Week one: Introducing the light pollution problem in Ocala

So far I have contacted my city by email and made a request to consider low voltage shielded lighting.  I got an email reply from the electrical engineer from the town who replied that they would look into this when doing street lighting projects.  I also posted to the Chiefland Astronomy Village Yahoo group and the kind folks have given me several leads.  Chiefland Astronomy Village is a premier dark sky community here in Florida.  

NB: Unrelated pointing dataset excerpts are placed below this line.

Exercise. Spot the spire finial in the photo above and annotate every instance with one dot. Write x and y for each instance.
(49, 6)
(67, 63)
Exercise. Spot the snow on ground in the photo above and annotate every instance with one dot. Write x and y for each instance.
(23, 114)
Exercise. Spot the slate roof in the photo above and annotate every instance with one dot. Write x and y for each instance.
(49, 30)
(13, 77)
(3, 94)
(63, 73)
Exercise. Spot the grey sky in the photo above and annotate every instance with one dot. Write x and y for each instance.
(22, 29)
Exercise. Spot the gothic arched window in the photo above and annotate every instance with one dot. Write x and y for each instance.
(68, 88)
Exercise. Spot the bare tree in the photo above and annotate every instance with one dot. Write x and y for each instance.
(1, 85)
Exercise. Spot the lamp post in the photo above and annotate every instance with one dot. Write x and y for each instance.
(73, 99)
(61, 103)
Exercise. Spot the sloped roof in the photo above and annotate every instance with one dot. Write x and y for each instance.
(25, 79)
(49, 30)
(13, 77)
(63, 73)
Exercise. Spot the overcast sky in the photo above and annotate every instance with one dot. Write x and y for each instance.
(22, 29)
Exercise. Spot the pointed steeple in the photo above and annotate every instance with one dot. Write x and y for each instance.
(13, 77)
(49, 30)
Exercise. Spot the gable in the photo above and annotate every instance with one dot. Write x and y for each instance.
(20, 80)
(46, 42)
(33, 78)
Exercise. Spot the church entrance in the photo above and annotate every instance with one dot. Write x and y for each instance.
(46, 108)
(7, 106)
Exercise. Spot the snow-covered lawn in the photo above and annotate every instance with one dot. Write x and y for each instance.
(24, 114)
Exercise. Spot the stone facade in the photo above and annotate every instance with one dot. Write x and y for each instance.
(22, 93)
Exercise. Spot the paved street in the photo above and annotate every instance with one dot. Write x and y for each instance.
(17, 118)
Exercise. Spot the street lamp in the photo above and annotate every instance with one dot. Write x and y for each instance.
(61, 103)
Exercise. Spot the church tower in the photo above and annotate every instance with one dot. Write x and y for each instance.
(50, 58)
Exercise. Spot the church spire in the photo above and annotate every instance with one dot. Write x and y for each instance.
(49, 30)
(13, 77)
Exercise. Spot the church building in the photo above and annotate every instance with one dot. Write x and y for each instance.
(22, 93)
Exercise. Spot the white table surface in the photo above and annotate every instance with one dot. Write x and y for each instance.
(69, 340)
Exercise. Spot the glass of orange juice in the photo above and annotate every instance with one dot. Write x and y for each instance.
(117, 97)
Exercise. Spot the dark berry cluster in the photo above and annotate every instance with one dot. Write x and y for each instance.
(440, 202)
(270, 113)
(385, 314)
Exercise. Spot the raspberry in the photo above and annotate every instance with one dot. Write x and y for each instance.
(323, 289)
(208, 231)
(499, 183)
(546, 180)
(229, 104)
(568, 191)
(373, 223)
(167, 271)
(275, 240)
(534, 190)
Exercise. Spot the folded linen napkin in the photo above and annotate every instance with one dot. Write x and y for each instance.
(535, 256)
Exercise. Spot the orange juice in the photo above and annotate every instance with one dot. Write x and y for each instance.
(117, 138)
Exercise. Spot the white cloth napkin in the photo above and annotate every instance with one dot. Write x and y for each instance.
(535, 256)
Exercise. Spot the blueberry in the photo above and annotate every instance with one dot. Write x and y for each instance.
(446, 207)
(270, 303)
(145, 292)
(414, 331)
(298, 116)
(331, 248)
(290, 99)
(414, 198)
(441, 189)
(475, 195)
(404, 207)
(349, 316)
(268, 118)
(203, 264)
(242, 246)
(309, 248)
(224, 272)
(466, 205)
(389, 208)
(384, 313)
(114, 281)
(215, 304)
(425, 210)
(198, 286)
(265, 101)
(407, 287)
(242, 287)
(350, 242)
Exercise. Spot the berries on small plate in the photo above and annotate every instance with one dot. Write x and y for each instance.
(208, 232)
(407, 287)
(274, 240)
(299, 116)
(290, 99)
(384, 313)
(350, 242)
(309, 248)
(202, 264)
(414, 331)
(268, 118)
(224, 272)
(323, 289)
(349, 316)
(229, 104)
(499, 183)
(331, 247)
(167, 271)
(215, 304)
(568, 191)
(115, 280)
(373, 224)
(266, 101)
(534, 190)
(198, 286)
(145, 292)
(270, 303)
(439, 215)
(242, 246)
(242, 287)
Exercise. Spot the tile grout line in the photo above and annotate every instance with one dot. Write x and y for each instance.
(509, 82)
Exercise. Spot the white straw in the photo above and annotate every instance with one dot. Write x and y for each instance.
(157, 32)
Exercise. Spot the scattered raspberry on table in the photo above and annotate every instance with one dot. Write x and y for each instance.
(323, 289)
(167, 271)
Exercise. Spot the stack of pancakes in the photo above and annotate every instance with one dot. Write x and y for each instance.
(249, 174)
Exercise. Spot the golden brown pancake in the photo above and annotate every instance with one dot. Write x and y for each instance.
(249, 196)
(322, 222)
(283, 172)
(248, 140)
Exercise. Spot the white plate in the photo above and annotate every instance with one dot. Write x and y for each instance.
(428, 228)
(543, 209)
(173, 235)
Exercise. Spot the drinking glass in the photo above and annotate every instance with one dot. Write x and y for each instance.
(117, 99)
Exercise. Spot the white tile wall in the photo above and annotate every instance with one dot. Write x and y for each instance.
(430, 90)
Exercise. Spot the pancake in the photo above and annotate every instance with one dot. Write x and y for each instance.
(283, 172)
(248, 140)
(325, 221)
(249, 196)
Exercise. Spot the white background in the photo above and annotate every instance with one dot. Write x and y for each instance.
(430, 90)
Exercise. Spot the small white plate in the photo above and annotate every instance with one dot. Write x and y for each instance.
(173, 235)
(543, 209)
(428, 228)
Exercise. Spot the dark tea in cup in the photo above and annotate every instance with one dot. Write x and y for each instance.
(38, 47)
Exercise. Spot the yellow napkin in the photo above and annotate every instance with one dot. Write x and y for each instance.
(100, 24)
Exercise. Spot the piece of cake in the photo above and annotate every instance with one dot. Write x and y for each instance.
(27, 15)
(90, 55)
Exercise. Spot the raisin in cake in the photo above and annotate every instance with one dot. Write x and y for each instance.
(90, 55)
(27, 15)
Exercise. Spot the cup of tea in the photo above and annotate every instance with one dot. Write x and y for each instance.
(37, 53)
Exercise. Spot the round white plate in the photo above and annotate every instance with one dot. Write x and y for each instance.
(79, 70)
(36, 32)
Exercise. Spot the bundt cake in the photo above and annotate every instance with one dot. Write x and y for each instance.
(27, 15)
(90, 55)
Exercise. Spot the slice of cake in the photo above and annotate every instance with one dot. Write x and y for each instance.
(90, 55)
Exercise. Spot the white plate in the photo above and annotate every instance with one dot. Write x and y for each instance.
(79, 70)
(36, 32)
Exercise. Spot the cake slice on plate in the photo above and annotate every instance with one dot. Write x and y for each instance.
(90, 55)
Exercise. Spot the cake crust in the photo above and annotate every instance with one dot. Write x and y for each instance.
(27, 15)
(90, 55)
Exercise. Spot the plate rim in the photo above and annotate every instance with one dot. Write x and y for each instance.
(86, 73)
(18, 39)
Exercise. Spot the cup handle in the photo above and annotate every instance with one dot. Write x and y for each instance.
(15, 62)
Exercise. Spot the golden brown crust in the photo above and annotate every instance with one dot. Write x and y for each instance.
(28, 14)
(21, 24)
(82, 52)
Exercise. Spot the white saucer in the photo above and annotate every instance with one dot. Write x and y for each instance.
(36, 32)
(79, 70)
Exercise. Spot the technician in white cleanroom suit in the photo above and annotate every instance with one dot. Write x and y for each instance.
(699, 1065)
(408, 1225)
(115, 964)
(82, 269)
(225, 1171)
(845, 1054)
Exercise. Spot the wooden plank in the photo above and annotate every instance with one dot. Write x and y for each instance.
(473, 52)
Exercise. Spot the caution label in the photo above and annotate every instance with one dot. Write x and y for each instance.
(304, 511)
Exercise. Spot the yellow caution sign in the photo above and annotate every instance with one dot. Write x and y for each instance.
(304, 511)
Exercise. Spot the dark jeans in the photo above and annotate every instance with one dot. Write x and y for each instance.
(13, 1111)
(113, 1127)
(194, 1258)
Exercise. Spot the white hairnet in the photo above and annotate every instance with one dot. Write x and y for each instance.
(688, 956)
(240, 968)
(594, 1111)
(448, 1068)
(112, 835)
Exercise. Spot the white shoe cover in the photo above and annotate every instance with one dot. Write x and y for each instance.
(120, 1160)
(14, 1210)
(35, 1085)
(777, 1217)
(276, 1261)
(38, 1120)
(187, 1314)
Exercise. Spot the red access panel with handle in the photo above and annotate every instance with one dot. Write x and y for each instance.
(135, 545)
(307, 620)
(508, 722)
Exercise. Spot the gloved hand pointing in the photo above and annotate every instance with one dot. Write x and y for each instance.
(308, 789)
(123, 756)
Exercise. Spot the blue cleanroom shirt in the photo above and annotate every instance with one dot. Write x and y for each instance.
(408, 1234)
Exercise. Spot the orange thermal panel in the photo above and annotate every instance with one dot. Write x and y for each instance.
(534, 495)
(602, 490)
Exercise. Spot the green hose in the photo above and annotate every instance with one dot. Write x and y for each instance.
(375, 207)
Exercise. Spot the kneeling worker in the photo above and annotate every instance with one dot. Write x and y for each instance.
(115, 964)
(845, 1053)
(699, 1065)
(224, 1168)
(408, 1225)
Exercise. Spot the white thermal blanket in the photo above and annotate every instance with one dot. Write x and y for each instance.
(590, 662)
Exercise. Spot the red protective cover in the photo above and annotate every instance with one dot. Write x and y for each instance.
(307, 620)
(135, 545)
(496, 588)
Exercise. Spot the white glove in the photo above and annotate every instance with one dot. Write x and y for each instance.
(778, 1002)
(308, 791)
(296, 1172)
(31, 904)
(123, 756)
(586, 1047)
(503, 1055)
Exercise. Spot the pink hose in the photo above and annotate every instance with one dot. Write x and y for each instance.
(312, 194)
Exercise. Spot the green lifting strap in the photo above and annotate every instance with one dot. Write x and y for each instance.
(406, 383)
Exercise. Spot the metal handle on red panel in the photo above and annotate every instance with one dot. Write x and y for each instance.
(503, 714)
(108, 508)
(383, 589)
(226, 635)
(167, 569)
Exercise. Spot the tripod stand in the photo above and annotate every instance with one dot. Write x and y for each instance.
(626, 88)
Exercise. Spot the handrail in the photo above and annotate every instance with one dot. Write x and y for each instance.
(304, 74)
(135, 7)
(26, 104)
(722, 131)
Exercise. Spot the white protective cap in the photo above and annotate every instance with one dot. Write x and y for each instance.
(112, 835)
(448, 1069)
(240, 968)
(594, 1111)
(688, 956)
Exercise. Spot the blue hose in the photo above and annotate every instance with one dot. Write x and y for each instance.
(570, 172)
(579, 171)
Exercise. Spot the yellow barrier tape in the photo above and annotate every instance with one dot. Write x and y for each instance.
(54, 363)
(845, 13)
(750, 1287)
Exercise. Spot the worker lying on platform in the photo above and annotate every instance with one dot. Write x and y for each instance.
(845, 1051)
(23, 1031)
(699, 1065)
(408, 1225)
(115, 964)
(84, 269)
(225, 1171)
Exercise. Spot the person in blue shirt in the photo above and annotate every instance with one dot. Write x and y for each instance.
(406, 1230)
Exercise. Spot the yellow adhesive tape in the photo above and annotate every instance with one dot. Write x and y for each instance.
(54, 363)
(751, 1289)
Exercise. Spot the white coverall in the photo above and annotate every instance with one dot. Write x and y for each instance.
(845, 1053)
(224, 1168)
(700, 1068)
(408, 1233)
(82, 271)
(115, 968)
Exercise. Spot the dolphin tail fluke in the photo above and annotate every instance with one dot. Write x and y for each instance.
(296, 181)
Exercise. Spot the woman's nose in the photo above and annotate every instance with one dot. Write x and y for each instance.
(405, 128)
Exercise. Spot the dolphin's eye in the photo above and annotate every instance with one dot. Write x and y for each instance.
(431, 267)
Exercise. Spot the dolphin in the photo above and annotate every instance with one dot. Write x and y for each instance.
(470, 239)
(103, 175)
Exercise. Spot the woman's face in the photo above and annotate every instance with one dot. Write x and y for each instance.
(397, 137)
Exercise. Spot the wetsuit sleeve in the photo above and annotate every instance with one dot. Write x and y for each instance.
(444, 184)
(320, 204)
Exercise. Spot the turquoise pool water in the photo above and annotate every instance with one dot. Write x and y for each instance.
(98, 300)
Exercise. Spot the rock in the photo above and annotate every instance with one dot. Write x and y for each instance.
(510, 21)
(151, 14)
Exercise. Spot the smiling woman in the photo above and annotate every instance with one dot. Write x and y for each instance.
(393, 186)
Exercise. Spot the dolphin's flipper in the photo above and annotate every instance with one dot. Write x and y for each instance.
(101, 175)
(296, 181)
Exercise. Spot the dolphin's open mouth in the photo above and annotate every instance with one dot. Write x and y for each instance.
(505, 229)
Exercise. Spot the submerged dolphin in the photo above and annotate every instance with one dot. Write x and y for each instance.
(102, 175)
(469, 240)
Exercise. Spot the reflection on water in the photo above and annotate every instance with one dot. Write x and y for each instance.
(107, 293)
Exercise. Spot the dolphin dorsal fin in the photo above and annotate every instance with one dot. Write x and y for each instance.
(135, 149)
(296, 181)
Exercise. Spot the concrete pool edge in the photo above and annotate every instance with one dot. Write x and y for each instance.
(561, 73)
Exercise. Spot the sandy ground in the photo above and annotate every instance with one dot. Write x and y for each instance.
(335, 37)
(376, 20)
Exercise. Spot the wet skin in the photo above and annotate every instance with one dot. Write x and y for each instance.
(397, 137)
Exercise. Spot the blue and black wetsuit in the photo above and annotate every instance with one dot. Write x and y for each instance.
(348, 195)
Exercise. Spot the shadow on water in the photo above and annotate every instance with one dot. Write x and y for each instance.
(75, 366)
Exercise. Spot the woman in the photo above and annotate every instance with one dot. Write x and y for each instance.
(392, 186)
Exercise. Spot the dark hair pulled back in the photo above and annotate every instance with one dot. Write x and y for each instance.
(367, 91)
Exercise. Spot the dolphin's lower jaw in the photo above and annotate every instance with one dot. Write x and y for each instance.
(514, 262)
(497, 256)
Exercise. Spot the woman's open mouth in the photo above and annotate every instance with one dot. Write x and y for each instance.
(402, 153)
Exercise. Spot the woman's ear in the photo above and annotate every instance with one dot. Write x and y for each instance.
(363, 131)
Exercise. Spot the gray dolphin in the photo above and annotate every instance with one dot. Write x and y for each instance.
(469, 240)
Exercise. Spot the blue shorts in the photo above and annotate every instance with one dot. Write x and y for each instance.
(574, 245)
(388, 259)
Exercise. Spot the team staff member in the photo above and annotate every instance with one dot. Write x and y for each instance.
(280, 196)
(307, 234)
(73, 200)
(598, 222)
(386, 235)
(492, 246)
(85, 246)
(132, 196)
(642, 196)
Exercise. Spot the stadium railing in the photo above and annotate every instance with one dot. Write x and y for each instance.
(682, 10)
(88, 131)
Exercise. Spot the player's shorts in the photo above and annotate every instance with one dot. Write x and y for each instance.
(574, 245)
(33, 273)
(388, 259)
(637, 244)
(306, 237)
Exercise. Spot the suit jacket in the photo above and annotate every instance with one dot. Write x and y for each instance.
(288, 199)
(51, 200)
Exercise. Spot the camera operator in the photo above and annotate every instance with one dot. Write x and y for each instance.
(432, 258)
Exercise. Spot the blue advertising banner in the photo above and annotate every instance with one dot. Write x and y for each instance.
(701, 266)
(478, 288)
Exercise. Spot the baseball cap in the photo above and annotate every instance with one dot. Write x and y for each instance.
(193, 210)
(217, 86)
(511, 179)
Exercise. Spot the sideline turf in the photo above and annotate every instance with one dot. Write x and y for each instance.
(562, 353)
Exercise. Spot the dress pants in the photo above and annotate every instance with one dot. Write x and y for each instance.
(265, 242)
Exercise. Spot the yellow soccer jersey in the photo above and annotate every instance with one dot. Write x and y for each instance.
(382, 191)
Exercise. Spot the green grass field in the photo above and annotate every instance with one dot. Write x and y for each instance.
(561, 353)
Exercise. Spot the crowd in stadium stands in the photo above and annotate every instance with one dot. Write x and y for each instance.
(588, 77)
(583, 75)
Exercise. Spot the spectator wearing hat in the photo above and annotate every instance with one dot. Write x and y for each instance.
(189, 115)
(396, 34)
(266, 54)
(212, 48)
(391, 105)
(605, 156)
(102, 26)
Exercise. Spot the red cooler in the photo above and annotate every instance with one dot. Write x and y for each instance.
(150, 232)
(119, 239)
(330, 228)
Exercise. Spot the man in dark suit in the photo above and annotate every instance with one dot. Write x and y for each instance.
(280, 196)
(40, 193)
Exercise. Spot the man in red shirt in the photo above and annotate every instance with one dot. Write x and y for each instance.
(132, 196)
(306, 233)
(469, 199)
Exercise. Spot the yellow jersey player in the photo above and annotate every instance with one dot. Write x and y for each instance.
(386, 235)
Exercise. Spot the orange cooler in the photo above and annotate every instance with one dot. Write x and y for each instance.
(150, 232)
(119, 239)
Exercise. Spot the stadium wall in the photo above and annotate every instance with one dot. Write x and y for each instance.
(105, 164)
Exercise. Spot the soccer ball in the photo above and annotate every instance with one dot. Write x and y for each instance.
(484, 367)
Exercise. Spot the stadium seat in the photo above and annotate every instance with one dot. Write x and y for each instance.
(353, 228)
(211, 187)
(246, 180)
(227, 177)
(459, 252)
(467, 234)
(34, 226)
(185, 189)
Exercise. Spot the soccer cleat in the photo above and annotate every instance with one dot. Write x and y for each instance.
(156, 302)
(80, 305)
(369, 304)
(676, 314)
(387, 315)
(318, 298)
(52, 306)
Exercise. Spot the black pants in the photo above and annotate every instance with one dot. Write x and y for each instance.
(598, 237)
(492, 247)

My early research finds that Ocala has about 8,725 street lights.  Many of these lights are 250 Watt high pressure sodium cobra style lights, as well as many open globe lights employing the 100 Watt High pressure sodium light.  I calculated (AS A VERY ROUGH ESTIMATE)  the city could save roughly $400,186.00 if the existing lights were changed to 35 Watt shielded lighting.  This was based on if the town used 175 Watt lights burning 4,100 hours a year at .08 cents a KWH (175 Watt x 4100 hours x .08 cents = $57.00 a year for one light.  $57.00 x 8,725 lights in town = $500,000.00).  There is a financial gain to changing the lights!  
I have joined the local astronomy club, the Alachua Astronomy Club.Inc and hope to meet with some folks that may have been working on this already and can offer some help.  I have also been in contact with the Managing Director of the Internation Dark-Sky Association who has been a great help with offering advise and direction.